With this in mind, I wanted to analyse how different narratives I’ve encountered in the past dealt with “lady who didn’t want a relationship changed her mind” storylines, as I think these are filled with particularly good examples of my personal “dos” and “don’ts” of romance. I’ll start with my favourite negative example: Summer Finn, Zooey Deschannel’s character in (500) Days of Summer
The reason why this movie let me down was not
because Summer starts out saying she doesn’t want a serious commitment and ends up married. Regardless of my own misgivings about marriage as an institution, I find it extremely problematic to single out any one woman’s chosen course of action as a betrayal of feminist ideals or anything of the sort. I also have no issues with Summer’s inconsistency, as I think it’s only human to have contradictory feelings and wishes or to simply change one’s mind.
No, what bothers me about Summer is how the narrative frames her change of heart. It’s the fact that she sits on a park bench and tells Tom, her ex, that he was right all along. Her former views on romance were silly, misguided and naïve, whereas his ideas about destiny and soulmates were correct – it’s just that she hadn’t met the right person yet. Over the course of their conversation, Summer doesn’t just show she has changed – she belittles, erases and delegitimised her previous position. Ladies changing their minds = perfectly fine by me. Ladies who deviate from convention being shown to have been RONG all along and laughing at the folly of their past selves? Not so much.
My favourite antidote to (500) Days of Summer is probably Dorothy L. Sayers and her Harriet Vane/Lord Peter Wimsey mysteries
, Have His Carcase
, Gaudy Night
and Busman’s Honeymoon
). It’s no spoiler to say the two main characters end up together, as most readers go in already knowing that. What surprises people (and what is an absolute joy to discover and savour) is the how
of it. Yes, Harriet Vane begins be rejecting marriage and then changes her mind, but this doesn’t happen through a rejection of her previous stance. It happens through a slow and careful negotiation of each of her concerns about entering a relationship (which are further complicated due to issues of class, money and dominant views of employment for women in the 1930’s). These concerns are never shown not to have been legitimate – quite the contrary. And it’s exactly this that makes the romance so satisfying from a feminist perspective.

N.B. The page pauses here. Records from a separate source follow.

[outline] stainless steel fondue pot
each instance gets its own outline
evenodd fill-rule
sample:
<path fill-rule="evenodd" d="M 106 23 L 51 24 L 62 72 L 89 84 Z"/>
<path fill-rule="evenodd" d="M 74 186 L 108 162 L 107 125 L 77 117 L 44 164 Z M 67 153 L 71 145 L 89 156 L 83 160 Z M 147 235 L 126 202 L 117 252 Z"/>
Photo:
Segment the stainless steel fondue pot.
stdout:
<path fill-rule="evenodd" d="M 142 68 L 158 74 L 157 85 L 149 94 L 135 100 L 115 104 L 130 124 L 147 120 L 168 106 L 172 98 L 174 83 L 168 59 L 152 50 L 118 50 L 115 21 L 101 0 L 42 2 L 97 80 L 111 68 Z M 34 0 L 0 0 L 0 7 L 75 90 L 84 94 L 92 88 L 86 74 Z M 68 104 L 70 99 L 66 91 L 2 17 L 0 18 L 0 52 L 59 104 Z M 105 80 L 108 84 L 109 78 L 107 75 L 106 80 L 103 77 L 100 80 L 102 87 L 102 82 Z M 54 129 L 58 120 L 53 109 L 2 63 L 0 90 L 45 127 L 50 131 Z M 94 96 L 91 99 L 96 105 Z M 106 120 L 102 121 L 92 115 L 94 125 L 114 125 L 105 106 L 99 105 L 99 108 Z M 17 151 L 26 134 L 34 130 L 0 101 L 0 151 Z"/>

I can think of other single heroines who end up paired up, such as Amelia Peabody or Alexia Tarabotti from Soulless
, and whose stories don’t bother me in the least. Again, nothing about how the novels frame their transition from singledom to coupledom dismisses or delegitimises their previous lifestyle, and that’s all I really ask for.
Having said that, I completely understand people being frustrated with the inevitability
of heroines like Amelia Peabody or Alexia ending up in relationships, especially in a world where so few stories feature single heroines and show them to be leading happy and fulfilling lives. And here we enter representation issues territory. I think this kind of thing does matter. I think it matters a whole lot. But. At the same time, what Jodie was saying
recently resonates with me more and more. Yes, we need more ladies doing and being everything. But I don’t want to hold what doesn’t exist against any single female character. The problem is in the pattern more than in any individual story (problematic issues like the ones surrounding Summer aside, of course). Let us demand more ladies, but preferably without hating on the ones that already exist. It’s not that they’re doing anything wrong, or that the solution to our current problems is to despise or erase their more traditional choices.
I’m an unapologetic sucker for a good love story, yet all the same I really
don’t want romantic relationships to be held up as the end-all and be-all of every woman’s existence. But saying that they all
weaken or undermine female characters? Creating even more rules that limit what women can do, be or experience? Let us not go down that road, please.*
By which I mostly mean ladies entering relationships and opting for whatever arrangements they choose. It just so happens that all the examples I’m analysing here do involve marriage.